An important part of the protocol is communicating the contents of a "virtual file system" to TeXpresso. This "VFS" is made of the buffers opened in the editor, which contents might have not been saved to disk yet. When looking for a file, TeXpresso checks in its VFS first and then fallbacks to disk. The editor should try to keep TeXpresso view synchronized. Emacs mode does this by listening for changes and sending deltas to TeXpresso.

Strings, codepoints and bytes

LaTeX consumes files as a stream of bytes (8-bit integers). TeXpresso makes no assumption on the encoding, it just shares the raw contents stored on disk.

However, this might not be the case for the content communicated by the editor. JSON strings, for instance, are serialized sequence of unicode codepoints. TeXpresso will convert it to an UTF-8 encoded byte string before sharing with LaTeX. Offsets specified in delta commands should therefore refer to byte offsets of the UTF-8 representation.

TODO: It might be possible to switch to a more convenient convention. For instance using line-based deltas, using line numbers rather than byte offsets might be more convenient for neovim.

Commands (editor -> texpresso)

(open "path" "contents")

Populate TeXpresso VFS with a file at "path" storing "contents".

(close "path")

Remove file at "path" from TeXpresso VFS.
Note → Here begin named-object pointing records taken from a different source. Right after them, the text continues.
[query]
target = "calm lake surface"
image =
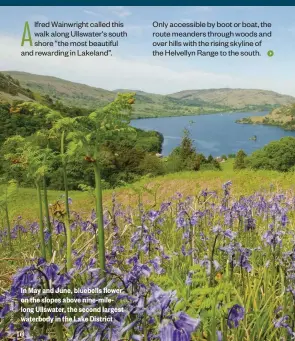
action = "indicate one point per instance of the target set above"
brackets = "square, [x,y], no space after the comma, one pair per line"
[214,134]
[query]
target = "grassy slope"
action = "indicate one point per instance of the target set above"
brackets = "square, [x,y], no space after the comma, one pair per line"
[191,102]
[283,117]
[188,183]
[237,98]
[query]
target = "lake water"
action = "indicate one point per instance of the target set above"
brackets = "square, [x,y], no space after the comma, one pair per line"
[214,134]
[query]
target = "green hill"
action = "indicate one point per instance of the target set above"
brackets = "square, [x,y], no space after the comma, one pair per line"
[235,98]
[188,102]
[283,116]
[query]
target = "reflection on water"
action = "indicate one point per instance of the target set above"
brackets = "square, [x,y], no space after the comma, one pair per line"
[214,134]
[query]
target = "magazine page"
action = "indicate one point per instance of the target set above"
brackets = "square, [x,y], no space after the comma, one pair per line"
[147,159]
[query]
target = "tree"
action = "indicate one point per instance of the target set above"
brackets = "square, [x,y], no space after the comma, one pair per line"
[277,155]
[35,162]
[90,135]
[239,162]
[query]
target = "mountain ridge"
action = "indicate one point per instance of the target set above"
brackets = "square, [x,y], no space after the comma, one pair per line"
[181,103]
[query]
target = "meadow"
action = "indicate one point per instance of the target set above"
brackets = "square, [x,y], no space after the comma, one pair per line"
[202,254]
[205,255]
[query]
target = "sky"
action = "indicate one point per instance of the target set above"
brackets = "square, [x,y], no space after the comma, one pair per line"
[133,66]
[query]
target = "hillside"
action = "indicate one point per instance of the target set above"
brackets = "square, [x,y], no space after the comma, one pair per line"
[236,98]
[11,90]
[189,102]
[283,116]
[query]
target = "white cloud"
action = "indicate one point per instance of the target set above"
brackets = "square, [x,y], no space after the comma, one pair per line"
[149,74]
[120,11]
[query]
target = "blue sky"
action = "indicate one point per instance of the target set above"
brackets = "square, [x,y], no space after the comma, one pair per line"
[133,66]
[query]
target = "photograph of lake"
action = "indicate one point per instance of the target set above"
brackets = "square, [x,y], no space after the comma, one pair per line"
[215,134]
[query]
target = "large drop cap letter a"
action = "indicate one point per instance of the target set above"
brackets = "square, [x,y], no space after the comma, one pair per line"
[27,33]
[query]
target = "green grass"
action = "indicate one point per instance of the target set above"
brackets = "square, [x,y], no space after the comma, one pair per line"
[159,188]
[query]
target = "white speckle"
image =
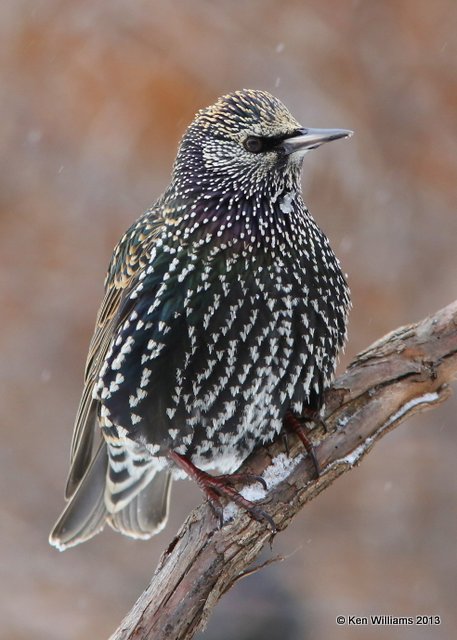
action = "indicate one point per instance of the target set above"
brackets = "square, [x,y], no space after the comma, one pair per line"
[286,203]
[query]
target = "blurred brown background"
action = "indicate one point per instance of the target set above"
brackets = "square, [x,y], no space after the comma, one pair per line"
[95,96]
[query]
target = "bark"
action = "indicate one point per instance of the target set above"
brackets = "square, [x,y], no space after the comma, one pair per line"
[405,372]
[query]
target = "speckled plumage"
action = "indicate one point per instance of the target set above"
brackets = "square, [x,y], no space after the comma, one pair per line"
[224,308]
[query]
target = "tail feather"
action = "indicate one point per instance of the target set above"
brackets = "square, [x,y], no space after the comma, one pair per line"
[126,491]
[85,514]
[146,514]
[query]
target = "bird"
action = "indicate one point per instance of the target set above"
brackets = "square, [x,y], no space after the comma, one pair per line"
[224,313]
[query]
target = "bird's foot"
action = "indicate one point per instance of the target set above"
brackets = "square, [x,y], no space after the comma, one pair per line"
[215,487]
[294,423]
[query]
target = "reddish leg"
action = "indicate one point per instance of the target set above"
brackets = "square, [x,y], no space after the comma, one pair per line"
[216,487]
[293,423]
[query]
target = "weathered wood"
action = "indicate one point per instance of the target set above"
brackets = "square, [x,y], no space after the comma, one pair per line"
[405,372]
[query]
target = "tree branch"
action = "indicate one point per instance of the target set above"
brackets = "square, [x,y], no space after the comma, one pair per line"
[405,372]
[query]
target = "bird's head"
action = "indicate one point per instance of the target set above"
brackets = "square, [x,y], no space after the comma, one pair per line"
[246,142]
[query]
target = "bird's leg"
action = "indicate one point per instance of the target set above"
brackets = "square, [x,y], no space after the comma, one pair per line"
[292,422]
[216,487]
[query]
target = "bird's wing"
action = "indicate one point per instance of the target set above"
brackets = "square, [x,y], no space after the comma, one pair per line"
[129,257]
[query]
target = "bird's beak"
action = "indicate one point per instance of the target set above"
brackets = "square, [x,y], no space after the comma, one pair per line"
[305,139]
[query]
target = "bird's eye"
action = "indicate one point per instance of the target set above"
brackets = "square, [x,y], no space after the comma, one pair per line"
[253,144]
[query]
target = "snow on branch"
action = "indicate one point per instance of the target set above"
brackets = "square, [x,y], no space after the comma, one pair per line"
[406,371]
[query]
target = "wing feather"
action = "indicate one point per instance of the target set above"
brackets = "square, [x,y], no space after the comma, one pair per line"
[130,256]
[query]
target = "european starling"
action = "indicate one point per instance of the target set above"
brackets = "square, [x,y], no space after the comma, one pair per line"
[224,311]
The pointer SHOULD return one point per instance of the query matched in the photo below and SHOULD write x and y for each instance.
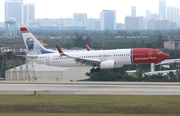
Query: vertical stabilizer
(33, 46)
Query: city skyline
(65, 9)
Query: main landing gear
(94, 70)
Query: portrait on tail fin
(30, 43)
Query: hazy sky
(66, 8)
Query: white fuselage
(121, 56)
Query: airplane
(98, 59)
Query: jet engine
(108, 64)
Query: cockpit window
(160, 52)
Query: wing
(83, 61)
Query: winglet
(88, 48)
(24, 30)
(59, 49)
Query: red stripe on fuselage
(144, 56)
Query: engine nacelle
(108, 64)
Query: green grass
(86, 105)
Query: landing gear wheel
(97, 69)
(92, 70)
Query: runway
(102, 89)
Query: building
(14, 8)
(80, 18)
(173, 14)
(108, 20)
(120, 26)
(133, 11)
(93, 24)
(133, 23)
(175, 44)
(162, 8)
(29, 13)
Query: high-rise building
(162, 8)
(14, 8)
(133, 11)
(29, 13)
(80, 18)
(93, 24)
(173, 14)
(108, 20)
(134, 23)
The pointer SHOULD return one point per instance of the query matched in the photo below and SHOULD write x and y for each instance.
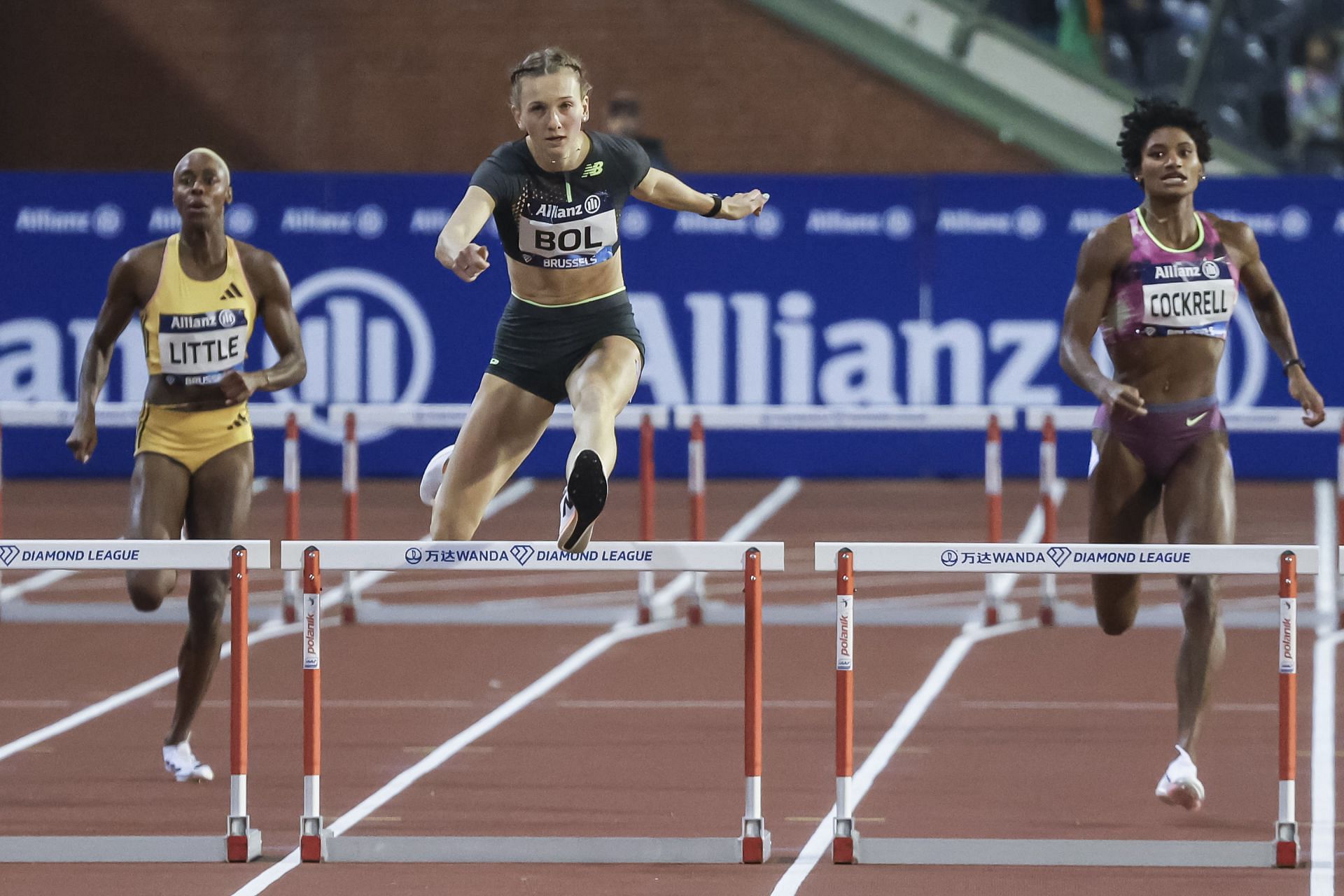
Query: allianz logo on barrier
(1292, 223)
(1025, 222)
(105, 220)
(369, 220)
(768, 225)
(354, 308)
(241, 220)
(895, 223)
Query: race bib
(568, 235)
(202, 346)
(1189, 295)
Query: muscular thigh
(1199, 504)
(504, 425)
(159, 491)
(615, 365)
(220, 495)
(1123, 496)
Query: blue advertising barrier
(846, 290)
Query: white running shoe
(1180, 785)
(435, 476)
(185, 766)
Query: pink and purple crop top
(1168, 292)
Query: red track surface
(1040, 734)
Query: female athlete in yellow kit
(198, 295)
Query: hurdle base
(244, 841)
(589, 850)
(844, 843)
(755, 841)
(124, 849)
(1285, 846)
(1089, 853)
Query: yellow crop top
(197, 331)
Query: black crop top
(562, 219)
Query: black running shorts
(537, 347)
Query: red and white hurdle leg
(995, 511)
(647, 495)
(311, 830)
(350, 492)
(292, 587)
(695, 481)
(756, 839)
(1285, 832)
(1049, 473)
(846, 839)
(242, 844)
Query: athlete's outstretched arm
(1082, 316)
(454, 250)
(277, 311)
(118, 309)
(664, 190)
(1272, 316)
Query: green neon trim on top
(1199, 225)
(582, 301)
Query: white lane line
(104, 707)
(881, 755)
(622, 631)
(1323, 696)
(743, 528)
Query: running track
(1037, 734)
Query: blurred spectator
(1315, 115)
(1081, 31)
(622, 118)
(1136, 22)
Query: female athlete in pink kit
(1161, 284)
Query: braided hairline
(1151, 115)
(546, 62)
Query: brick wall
(421, 85)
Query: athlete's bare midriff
(1168, 368)
(566, 286)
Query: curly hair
(546, 62)
(1148, 115)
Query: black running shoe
(585, 496)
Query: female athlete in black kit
(1159, 435)
(569, 330)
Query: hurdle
(844, 559)
(990, 419)
(1050, 421)
(752, 559)
(362, 418)
(241, 841)
(265, 415)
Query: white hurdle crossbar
(241, 843)
(319, 844)
(363, 418)
(846, 558)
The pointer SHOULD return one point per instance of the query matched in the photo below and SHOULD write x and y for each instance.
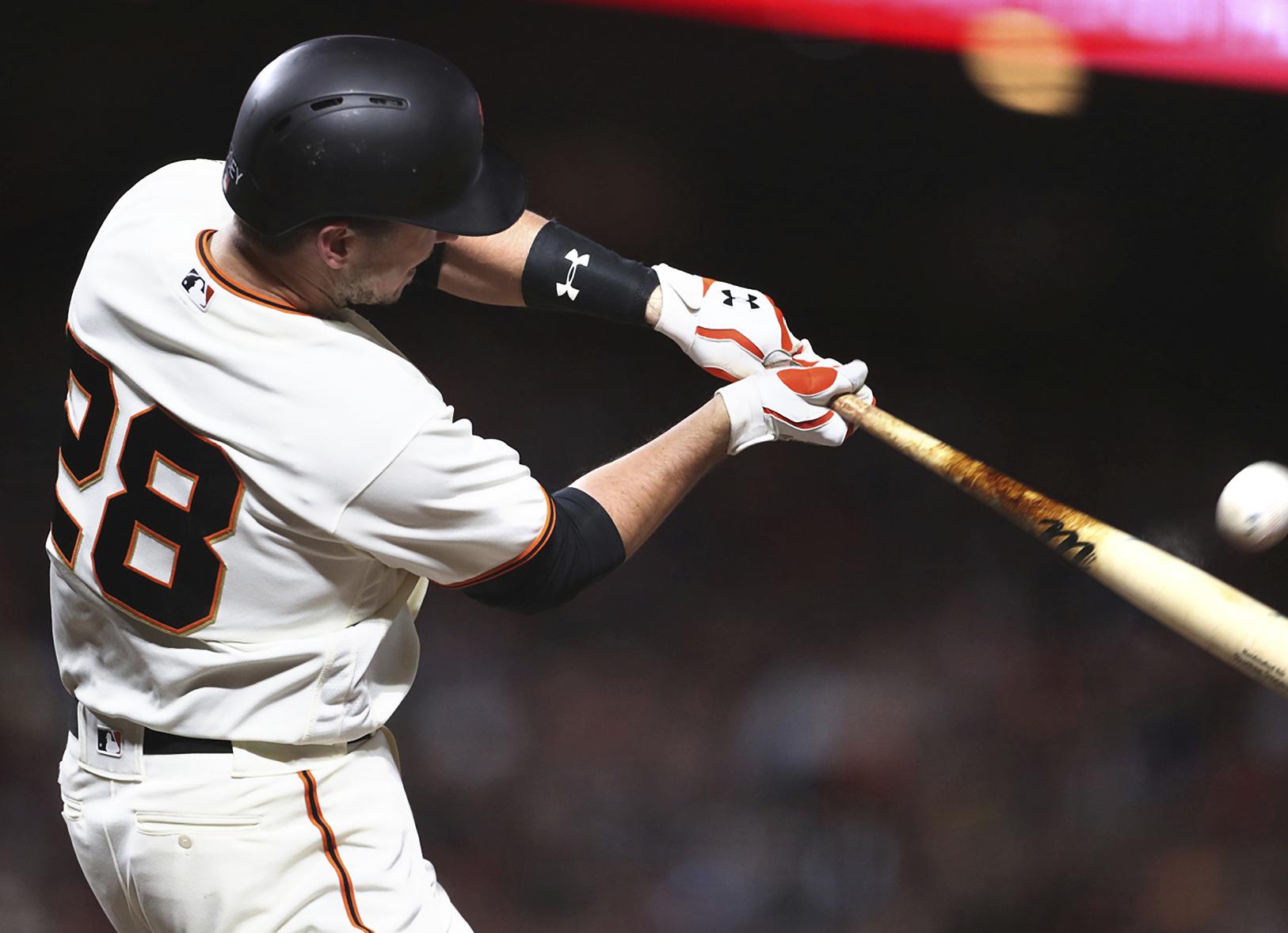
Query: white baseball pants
(249, 840)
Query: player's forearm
(639, 490)
(491, 269)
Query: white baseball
(1252, 512)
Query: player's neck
(272, 275)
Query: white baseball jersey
(250, 499)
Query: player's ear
(333, 242)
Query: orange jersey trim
(528, 553)
(236, 288)
(331, 850)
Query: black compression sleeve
(584, 546)
(565, 271)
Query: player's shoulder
(174, 200)
(191, 181)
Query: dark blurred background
(833, 694)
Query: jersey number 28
(183, 516)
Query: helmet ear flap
(366, 127)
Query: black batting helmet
(368, 128)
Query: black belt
(165, 744)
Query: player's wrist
(566, 271)
(654, 310)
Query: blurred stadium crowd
(831, 695)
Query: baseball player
(255, 487)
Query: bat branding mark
(1065, 542)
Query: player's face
(384, 265)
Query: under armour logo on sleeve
(576, 261)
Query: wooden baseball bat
(1226, 623)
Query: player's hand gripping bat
(1214, 615)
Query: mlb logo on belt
(109, 743)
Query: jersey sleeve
(451, 507)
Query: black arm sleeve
(584, 546)
(566, 271)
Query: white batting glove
(790, 404)
(726, 330)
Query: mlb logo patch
(197, 289)
(109, 743)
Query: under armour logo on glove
(566, 288)
(749, 298)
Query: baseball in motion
(1252, 512)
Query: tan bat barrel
(1229, 624)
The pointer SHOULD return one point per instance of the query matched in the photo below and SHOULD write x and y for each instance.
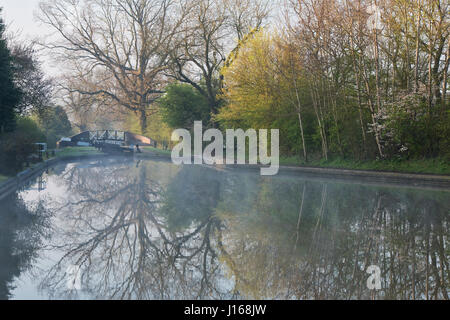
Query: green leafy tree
(55, 123)
(182, 105)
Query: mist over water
(153, 230)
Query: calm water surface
(152, 230)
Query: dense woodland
(352, 79)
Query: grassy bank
(433, 166)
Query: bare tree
(115, 48)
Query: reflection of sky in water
(152, 230)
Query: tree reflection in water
(150, 230)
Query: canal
(126, 229)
(change "path" offset length "data")

Update file at "path" in VFS (it should have been opened before), by replacing length bytes starting at offset (both are integers) with the contents of "data".

(theme (bg_r bg_g bg_b) (fg_r fg_g fg_b))

Synchronize the theme with the one of the editor, to display the document with the same background and foreground colors. Values bg_r, bg_g, ... are floating point values in [0.0, 1.0] interval.

(previous-page)
(next-page)

Display previous or the next page of the document. It is convenient to bind these to some shortcuts to change pages without leaving the editor (in Emacs this is done via the (texpresso-{previous,next}-page) interactive commands).

(move-window x y w h)

Move TeXpresso to the specified screen coordinates. For GUI editors, this can be convenient to keep TeXpresso positioned relative to the main window.

(rescan)

Check the filesystem for changes. This will reload and reprocess any changed file.

(stay-on-top t)
(stay-on-top nil)

Asking the window manager to keep TeXpresso window above the others, or not. This can be convenient to keep a TeXpresso window floating on top of the editor. (t and nil are the closest approximation of "true" and "false" in emacs-sexp).

(synctex-forward "path" line)

Try to scroll the UI to the contents defined in TeX file at "path" and line. The path can be absolute or relative to the root document.

Messages (texpresso -> editor)

Synchronizing output messages and log file

(truncate out|log size)
(append out|log text)
(flush)

These three commands are used to share the contents of LaTeX output messages and logs in real-time. During a LaTeX run, these are append-only emitting only append commands. When a change happens in the document, the process might backtrack, sending a truncate message to drop the invalidated parts of the output. Size is expressed as a number of byte.

Because this can happen a lot during edition, it is a good practice to buffer these changes and only reflect from time to time. TeXpresso will signal moments it deemed appropriate with a flush message. However this is not always sufficient to provide a pleasant experience. See also texpresso#10: it is planned to extend this API to provide a better experience while simplifying the logic on the editor side.

Sample script:

(truncate out 0)
(truncate log 0)
(append out "foo.tex:12: overfull hbox")
(append log "This is XeTeX...")
(flush)

SyncTeX

(synctex "path" line)

SyncTeX backward synchronisation: the user clicked on text produced by LaTeX sources at path:line. The action is usually to open this file in the editor and jumps to this line.

VFS reset

(reset-sync)

Output by TeXpresso when the contents of its VFS has been lost. The editor should re-open any file before sharing changes. Not urgent: this notification is used mainly when debugging TeXpresso, it should not happen during normal use.